Saranno 595 i nuovi sacerdoti ordinati negli Stati Uniti nel 2015, oltre cento in più dello scorso anno. “I nuovi numeri sono incoraggianti”, secondo monsignor Michael F. Burbidge di Raleigh, nella Carolina del Nord, a capo del Comitato per il clero, la vita consacrata e le vocazioni dell’episcopato statunitense. Burbidge indica come fondamentali per questo incremento le famiglie dei nuovi sacerdoti, le loro parrocchie e le scuole cattoliche in cui si sono formati. Il tratto educativo fa dunque la differenza. Si tratta, nel complesso, di un aumento del 25% rispetto al 2014, quando a essere ordinati sacerdoti sono stati in 477, mentre l’anno precedente erano stati 497, secondo i dati della Conferenza episcopale americana. Un incremento quanto mai importante per gli Stati Uniti dove una parrocchia su cinque non ha un sacerdote stabile.

Punti di riferimento. L’età media dei nuovi religiosi è 31 anni. Questi preti sono quindi leggermente più giovani rispetto a quelli ordinati negli ultimi anni.

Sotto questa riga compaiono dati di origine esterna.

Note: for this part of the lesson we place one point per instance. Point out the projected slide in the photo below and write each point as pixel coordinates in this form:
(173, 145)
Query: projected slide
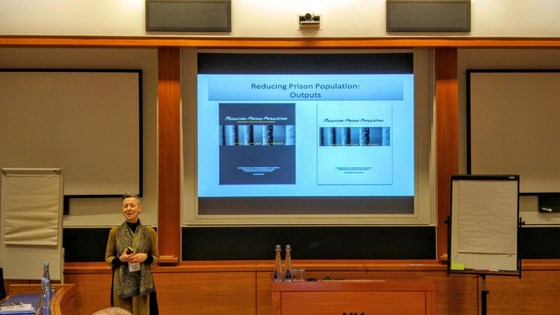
(355, 146)
(257, 144)
(275, 135)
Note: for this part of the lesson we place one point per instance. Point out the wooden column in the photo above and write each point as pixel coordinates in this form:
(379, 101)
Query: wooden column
(169, 154)
(447, 138)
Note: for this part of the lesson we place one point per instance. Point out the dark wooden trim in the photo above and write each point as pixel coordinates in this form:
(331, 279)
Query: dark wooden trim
(169, 154)
(237, 42)
(447, 137)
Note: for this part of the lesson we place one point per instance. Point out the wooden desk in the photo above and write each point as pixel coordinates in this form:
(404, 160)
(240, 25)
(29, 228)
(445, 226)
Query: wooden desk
(361, 297)
(62, 302)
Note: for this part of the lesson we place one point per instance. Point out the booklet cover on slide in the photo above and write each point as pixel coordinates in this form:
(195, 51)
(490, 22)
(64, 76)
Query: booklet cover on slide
(257, 143)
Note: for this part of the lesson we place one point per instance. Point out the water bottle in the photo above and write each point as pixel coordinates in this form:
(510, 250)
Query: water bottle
(46, 291)
(277, 274)
(288, 275)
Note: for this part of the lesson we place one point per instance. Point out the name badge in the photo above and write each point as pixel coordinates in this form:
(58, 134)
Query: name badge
(133, 267)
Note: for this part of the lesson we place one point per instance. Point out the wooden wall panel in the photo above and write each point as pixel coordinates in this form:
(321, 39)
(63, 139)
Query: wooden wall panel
(447, 138)
(93, 291)
(231, 293)
(169, 154)
(245, 287)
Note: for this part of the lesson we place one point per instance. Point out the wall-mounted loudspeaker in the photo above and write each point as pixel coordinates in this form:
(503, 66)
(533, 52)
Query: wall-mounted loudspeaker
(428, 15)
(188, 15)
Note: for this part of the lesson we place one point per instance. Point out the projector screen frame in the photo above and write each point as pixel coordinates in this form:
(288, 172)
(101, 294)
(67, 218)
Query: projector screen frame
(424, 173)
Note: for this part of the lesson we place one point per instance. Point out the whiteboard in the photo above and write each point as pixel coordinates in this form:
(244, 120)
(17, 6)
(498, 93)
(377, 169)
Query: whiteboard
(87, 122)
(31, 223)
(512, 121)
(484, 224)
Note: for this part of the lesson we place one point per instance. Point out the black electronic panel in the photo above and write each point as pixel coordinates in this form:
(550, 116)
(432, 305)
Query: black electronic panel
(188, 16)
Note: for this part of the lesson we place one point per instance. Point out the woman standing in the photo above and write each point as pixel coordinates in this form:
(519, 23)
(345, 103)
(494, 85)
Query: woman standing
(131, 249)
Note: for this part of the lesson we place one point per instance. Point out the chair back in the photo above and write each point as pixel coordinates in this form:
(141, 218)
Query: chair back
(2, 286)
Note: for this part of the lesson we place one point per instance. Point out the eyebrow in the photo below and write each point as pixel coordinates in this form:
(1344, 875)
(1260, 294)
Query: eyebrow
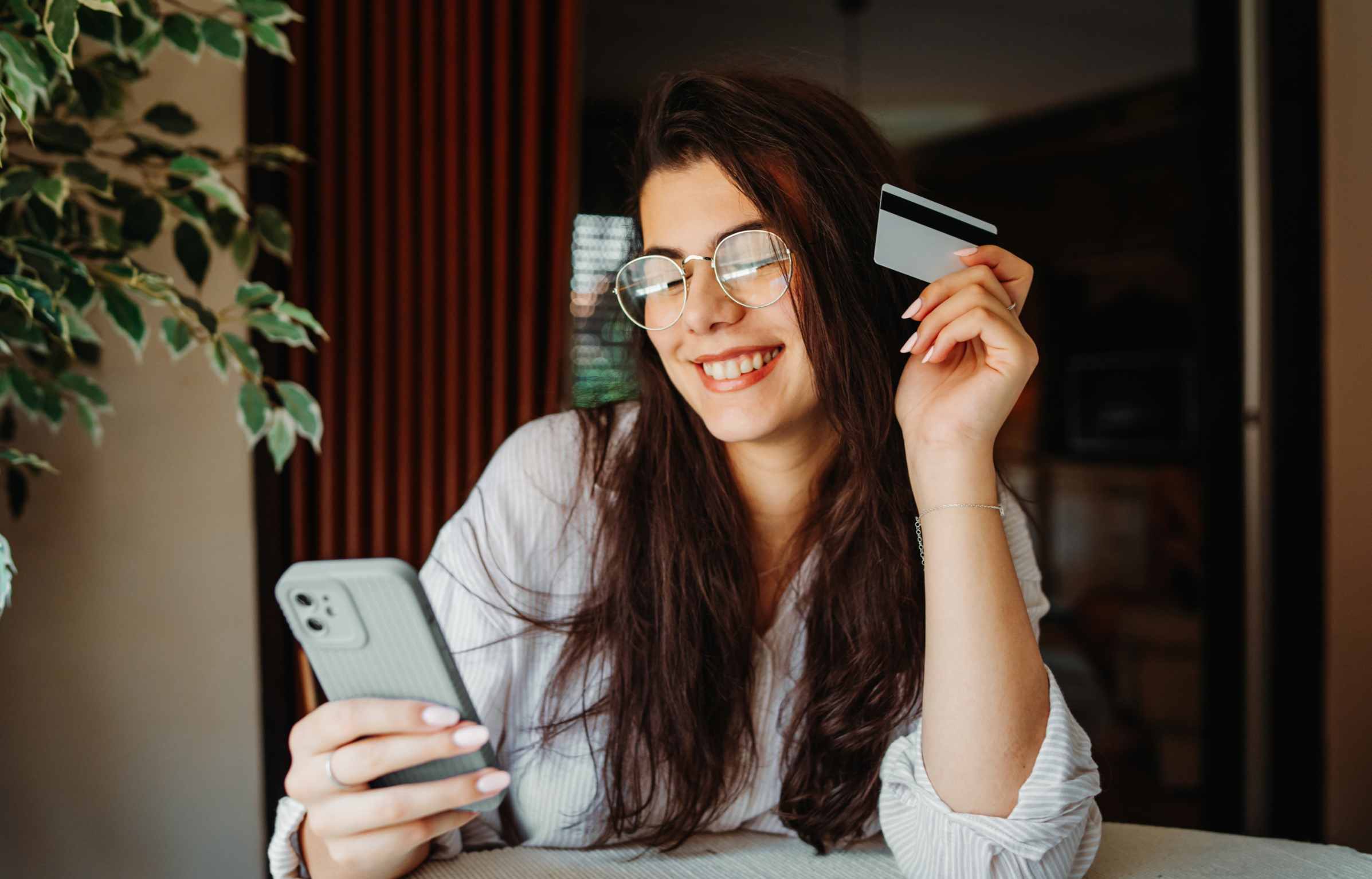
(677, 255)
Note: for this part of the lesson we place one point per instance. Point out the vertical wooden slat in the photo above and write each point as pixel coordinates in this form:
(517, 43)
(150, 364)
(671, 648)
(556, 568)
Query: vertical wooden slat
(533, 259)
(478, 257)
(429, 401)
(560, 256)
(331, 185)
(402, 289)
(453, 260)
(356, 303)
(382, 280)
(298, 290)
(500, 366)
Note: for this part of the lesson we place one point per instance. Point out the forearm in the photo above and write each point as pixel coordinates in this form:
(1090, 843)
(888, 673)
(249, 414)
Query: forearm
(986, 692)
(320, 866)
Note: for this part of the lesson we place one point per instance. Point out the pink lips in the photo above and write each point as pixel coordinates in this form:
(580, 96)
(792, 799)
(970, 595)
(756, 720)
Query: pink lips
(747, 380)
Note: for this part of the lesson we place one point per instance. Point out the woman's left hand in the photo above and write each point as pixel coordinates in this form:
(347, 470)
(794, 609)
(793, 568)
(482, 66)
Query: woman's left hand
(979, 355)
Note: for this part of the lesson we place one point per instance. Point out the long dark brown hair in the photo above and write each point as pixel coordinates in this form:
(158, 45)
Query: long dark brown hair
(671, 605)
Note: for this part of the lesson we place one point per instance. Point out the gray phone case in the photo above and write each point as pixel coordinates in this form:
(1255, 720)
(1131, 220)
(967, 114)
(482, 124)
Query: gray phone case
(368, 631)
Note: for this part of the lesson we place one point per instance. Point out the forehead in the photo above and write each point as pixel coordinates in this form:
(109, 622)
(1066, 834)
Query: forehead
(687, 208)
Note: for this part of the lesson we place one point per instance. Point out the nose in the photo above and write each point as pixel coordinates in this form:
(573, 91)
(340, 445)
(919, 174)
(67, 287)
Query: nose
(707, 305)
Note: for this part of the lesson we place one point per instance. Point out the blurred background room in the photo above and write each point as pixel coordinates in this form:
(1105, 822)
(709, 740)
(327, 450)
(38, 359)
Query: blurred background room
(1190, 182)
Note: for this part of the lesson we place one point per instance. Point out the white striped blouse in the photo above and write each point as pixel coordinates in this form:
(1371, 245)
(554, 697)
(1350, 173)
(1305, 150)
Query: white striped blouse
(511, 528)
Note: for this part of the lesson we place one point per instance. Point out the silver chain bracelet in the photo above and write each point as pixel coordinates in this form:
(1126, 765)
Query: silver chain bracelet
(920, 536)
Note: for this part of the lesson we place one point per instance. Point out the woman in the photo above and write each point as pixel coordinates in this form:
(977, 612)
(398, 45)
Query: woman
(709, 609)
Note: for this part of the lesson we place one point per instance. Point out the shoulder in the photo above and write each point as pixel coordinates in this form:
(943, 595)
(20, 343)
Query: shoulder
(544, 456)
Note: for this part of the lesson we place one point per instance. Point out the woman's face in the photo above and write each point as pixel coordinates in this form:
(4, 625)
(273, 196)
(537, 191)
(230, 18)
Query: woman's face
(687, 212)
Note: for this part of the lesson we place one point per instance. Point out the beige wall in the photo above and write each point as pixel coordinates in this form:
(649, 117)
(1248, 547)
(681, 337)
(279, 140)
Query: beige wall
(1348, 321)
(130, 742)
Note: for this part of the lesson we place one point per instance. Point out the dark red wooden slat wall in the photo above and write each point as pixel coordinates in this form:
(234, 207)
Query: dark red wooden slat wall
(434, 242)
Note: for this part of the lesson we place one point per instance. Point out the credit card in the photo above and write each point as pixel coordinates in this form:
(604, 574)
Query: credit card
(918, 237)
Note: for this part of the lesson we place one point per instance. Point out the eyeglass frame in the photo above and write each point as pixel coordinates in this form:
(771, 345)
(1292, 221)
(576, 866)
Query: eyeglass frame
(687, 279)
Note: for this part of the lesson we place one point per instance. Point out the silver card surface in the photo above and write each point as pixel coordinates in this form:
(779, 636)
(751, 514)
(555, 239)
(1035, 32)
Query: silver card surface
(918, 237)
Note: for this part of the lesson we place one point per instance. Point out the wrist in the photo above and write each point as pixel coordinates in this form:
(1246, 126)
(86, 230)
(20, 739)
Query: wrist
(947, 475)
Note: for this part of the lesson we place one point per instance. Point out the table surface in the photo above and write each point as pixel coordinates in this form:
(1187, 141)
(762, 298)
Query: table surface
(1127, 850)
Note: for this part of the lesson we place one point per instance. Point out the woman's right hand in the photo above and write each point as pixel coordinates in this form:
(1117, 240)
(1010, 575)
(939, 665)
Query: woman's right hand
(374, 831)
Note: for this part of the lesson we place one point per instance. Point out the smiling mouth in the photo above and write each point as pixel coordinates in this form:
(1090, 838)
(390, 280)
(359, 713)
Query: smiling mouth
(739, 373)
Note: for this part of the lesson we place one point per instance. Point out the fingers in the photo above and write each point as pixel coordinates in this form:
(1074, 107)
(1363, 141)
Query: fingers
(1005, 344)
(378, 845)
(386, 807)
(360, 763)
(972, 296)
(338, 723)
(1013, 272)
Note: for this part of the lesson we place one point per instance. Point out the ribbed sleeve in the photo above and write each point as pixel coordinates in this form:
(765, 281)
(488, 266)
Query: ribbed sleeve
(1053, 831)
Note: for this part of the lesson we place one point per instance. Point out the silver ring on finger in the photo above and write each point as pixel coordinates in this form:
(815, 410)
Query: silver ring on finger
(328, 771)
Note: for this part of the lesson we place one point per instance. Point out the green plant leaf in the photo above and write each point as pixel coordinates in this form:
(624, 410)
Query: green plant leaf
(23, 62)
(178, 337)
(253, 411)
(224, 39)
(223, 194)
(18, 293)
(26, 459)
(280, 437)
(171, 119)
(257, 296)
(277, 330)
(17, 108)
(190, 167)
(89, 421)
(269, 11)
(60, 21)
(184, 33)
(302, 317)
(88, 175)
(127, 318)
(17, 183)
(271, 39)
(87, 389)
(191, 252)
(54, 136)
(275, 230)
(53, 190)
(26, 392)
(245, 353)
(305, 410)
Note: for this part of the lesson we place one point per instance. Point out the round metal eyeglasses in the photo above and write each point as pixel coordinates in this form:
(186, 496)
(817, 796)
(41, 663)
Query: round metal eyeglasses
(754, 268)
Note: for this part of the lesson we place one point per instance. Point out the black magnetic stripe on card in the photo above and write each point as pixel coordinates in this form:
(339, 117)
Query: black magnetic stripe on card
(927, 216)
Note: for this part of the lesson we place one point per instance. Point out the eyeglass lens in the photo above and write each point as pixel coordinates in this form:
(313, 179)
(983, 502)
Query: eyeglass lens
(752, 267)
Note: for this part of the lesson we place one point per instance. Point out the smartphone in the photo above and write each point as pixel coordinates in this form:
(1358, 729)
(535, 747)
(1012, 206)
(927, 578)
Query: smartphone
(368, 631)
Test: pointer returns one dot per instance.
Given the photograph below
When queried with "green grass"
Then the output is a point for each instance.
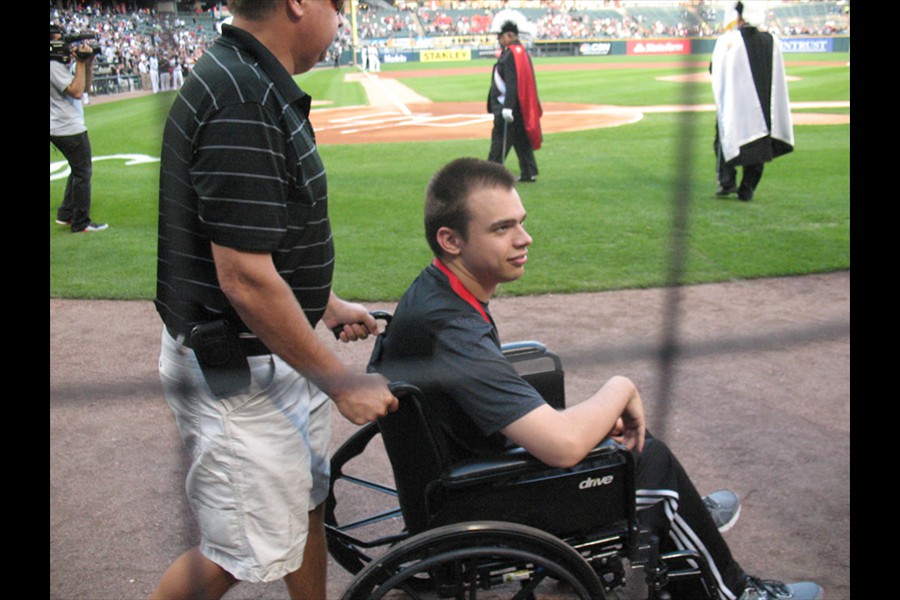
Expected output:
(601, 214)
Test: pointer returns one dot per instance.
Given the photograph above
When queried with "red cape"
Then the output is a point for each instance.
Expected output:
(528, 99)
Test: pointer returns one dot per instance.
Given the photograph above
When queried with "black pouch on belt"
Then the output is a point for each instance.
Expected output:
(218, 350)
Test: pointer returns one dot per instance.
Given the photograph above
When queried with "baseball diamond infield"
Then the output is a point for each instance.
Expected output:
(395, 113)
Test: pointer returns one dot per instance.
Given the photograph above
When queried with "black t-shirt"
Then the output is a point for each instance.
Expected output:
(448, 346)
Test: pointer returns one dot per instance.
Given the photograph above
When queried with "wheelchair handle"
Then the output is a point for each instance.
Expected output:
(378, 314)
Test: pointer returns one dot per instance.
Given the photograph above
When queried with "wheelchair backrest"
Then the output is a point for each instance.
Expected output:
(596, 494)
(541, 368)
(413, 452)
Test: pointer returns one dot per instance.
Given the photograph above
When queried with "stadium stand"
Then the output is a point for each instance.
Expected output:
(127, 36)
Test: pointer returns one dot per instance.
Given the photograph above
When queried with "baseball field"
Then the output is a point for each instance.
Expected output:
(623, 140)
(743, 367)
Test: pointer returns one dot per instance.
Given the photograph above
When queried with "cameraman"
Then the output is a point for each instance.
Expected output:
(69, 133)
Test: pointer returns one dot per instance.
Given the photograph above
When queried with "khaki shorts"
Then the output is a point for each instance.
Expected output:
(258, 461)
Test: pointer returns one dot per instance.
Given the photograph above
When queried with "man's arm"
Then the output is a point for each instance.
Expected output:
(266, 304)
(511, 78)
(563, 438)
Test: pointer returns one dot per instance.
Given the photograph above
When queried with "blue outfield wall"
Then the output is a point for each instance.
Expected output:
(598, 47)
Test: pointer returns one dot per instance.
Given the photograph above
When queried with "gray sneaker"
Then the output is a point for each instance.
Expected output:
(725, 507)
(766, 589)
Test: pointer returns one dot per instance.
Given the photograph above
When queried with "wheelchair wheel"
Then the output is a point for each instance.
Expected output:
(348, 551)
(500, 559)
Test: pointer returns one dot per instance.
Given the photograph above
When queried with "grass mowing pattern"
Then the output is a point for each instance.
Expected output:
(600, 214)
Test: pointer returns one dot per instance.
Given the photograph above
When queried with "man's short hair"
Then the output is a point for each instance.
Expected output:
(254, 10)
(449, 189)
(509, 27)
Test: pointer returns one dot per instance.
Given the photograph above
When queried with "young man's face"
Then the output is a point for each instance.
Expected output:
(496, 248)
(316, 32)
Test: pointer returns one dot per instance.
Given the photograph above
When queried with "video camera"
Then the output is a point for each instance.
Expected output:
(61, 50)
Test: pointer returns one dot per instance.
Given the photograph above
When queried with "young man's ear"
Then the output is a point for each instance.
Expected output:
(450, 241)
(296, 8)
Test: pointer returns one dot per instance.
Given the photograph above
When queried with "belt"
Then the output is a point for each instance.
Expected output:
(250, 346)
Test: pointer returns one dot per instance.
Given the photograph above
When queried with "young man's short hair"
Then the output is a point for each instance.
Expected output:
(448, 190)
(253, 10)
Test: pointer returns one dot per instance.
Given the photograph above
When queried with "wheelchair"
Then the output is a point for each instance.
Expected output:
(507, 526)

In media hanno cominciato a considerare questo percorso a 17 anni e sono stati incoraggiati nella scelta soprattutto da quattro tipologie di persone. La maggior parte ha indicato il parroco come la personalità che li ha ispirati ad approfondire la chiamata. Meno della metà ha detto invece che sono stati familiari, amici o parrocchiani, stando a una ricerca del Center for Applied Research in the Apostolate che ha sede presso la Georgetown University. Ryan Muldoon, un seminarista ventitreenne co-autore dello studio sulle vocazioni, spiega che più di tutto a influenzare è la figura positiva di un sacerdote: “Per quanto possa sembrare singolare nella iper-secolarizzata società americana, un prete può essere molto rispettato e ammirato da un giovane. Vedendolo impegnato nella comunità, un ragazzo può riflettere e dire: sembra felice e soddisfatto del suo ruolo, mi ci vedo a fare quello che fa”.

College cattolici. Lo studio del Center for Applied Research in the Apostolate ha anche evidenziato che ad ascoltare la vocazione sono stati in misura maggiore giovani che hanno frequentato università cattoliche, dove hanno incontrato preti-professori e dove l’accesso ai sacramenti e all’orientamento spirituale era più tangibile che altrove. “Quel che emerge è che non bisogna avere timore di dire a un ragazzo: ‘ehi, tu saresti un fantastico prete’”, spiega Timothy Muldoon, professore di Teologia al Boston College (nessun legame di parentela con il seminarista Ryan Muldoon, ndr). “A volte ci sono ragazzi affabili e molto comunicativi, che hanno una predisposizione molto forte alla preghiera e un atteggiamento sereno e pieno di fede, genuino. Beh, perché non chiedere loro se hanno mai pensato a farsi prete?”.

Infanzia e background. La maggior parte dei nuovi o futuri preti si sono descritti come cattolici fin dall’infanzia; il 7%, invece, ha dichiarato d’essersi convertito in età adulta. L’84% ha detto di avere entrambi i genitori cattolici, e il 37% ha indicato di avere almeno un parente sacerdote o diacono. Per metà questi nuovi preti hanno frequentato scuole elementari cattoliche. L’80% è stato chierichetto e almeno la metà è stato spesso lettore durante la messa. Il 70% ha dichiarato d’aver recitato il rosario regolarmente prima del seminario, e la stessa percentuale ha confermato d’aver partecipato all’adorazione eucaristica. “È come allevare campioncini di baseball”, dice Timothy Muldoon. “Si tratta di capire – aggiunge – chi sono i ragazzi di talento e farli crescere, rafforzarli nella loro preparazione. Le persone giuste ci sono, loro sentono l’incoraggiamento e ci pensano…”.

Percorsi e gruppi etnici. Quasi il 70% dei nuovi ordinati si è identificato come persona di etnia caucasica: si tratta di bianchi dal retroterra familiare europeo, specie italiano e irlandese. Il 14% invece è ispanico o latino, mentre il 10 di origine asiatica o delle isole del Pacifico. Colpisce quindi soprattutto la scarsità di sacerdoti di origine centroamericana e sudamericana, se si considera che gli ispanici oggi rappresentano quasi un terzo dei cattolici negli Stati Uniti e quasi la metà dei cattolici sotto i quarant’anni.